There are so very many other “negative” things that occurred in 2016, but a laundry list of them is unnecessary. It serves no purpose. Long story short, it was one of the most challenging years of my entire life. I think that every single aspect of my life had bad happenings. From having to get 6 new cell phones & 3 new laptops to being told I had a mysterious illness which debilitated me just as I was gearing up to go full steam ahead, and eveything in between, 2016 tried really hard to kick my butt.
But looking back, I know that it was like being squeezed through a birth canal: the months of gestation in the cozy womb of my life compared to the pain and the process of transformation as I passed from one version of living to another one. I no longer lived within a safely contained womb where all of my needs are met. I had to learn to walk and talk and think again all on my own.
And is that not what we are all created to do? From the moment we are born, we are challenged with one hurdle after another one. We drink milk before we eat meat. We crawl before we walk. We walk before we run. I felt as if I was crawling along for most of 2016. But now, my friends, it is time for me to run!
If 2016 was also a difficult year for you, consider it a part of the transition process – that last painful push, to start you on your way to being a self-sufficient soul.
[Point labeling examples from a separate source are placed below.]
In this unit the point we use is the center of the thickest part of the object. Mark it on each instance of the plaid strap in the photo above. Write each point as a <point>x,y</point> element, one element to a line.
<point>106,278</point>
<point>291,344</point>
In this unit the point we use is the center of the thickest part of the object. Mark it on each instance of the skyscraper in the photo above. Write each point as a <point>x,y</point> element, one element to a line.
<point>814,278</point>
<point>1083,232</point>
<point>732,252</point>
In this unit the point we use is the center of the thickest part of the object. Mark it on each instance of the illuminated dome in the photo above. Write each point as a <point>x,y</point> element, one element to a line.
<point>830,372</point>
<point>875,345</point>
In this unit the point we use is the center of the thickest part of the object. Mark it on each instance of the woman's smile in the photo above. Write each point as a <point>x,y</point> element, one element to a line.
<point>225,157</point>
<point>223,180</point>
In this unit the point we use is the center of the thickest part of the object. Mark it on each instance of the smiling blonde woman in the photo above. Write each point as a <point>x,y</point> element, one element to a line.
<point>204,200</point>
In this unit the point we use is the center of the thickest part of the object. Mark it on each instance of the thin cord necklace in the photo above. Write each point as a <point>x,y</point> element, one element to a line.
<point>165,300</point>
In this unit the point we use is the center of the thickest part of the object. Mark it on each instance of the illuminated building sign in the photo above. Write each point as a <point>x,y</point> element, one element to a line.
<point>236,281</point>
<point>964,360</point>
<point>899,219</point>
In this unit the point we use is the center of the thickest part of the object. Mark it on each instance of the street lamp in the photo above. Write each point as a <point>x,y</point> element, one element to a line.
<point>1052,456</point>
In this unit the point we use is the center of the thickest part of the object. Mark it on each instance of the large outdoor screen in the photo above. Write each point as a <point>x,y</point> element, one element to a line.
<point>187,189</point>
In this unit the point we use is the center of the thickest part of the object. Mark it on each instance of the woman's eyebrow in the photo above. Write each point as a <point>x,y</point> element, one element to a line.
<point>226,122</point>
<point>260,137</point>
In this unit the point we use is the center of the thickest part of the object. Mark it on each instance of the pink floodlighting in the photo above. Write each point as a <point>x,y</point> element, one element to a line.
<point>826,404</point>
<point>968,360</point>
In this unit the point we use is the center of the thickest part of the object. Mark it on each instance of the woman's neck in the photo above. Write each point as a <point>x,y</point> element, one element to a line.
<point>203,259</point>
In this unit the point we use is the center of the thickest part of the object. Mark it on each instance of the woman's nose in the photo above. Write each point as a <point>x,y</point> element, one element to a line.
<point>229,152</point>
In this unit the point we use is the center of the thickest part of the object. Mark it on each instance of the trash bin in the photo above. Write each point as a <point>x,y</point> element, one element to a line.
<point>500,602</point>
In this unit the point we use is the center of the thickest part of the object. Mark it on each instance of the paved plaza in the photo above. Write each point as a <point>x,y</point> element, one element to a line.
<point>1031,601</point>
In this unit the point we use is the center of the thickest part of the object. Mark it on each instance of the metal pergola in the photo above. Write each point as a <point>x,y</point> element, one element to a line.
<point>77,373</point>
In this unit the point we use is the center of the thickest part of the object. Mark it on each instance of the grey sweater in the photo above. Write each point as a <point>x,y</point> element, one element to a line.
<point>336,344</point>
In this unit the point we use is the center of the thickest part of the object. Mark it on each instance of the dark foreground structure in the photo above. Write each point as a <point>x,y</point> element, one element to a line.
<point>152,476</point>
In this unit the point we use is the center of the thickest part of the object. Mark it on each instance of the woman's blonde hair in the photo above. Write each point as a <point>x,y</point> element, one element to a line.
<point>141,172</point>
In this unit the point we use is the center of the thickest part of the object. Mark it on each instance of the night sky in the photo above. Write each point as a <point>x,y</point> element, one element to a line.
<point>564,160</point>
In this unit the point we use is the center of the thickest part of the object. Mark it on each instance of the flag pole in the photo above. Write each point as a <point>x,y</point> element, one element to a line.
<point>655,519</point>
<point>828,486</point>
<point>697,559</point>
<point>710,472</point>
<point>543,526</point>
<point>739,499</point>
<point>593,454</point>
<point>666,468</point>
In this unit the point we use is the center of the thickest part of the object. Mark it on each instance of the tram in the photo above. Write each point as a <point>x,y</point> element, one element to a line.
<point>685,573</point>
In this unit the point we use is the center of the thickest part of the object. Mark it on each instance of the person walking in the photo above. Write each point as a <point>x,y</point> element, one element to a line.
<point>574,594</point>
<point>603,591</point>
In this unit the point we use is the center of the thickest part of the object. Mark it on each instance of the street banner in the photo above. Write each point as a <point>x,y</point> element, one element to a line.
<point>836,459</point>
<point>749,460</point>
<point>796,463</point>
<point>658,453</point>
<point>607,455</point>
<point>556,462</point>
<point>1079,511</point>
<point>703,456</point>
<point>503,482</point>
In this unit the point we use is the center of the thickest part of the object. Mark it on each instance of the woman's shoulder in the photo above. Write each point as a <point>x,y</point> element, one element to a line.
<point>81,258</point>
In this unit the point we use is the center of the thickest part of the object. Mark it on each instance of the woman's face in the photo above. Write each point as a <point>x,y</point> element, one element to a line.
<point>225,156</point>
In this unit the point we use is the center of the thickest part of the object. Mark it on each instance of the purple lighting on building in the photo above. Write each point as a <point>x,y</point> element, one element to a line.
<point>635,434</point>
For when you are free of that deep, dark, constricting place, then it’s time to breathe on your own. The very first thing you have to learn to do is just breathe. Sometimes, the deep, dark and constricting places in our lives are relationships, jobs, or addictions that we need to just leave behind.
This New Year’s Eve, I am taking a deep breath, and I am reflecting. For I know in 2016, the struggles that I have undergone this year were just a preparation for the race which I will be called to run in 2017. And that is exactly what I intend to do: I’m going to stretch my muscles, and start the real race for which I was intended. I look forward to seeing you at the finish line!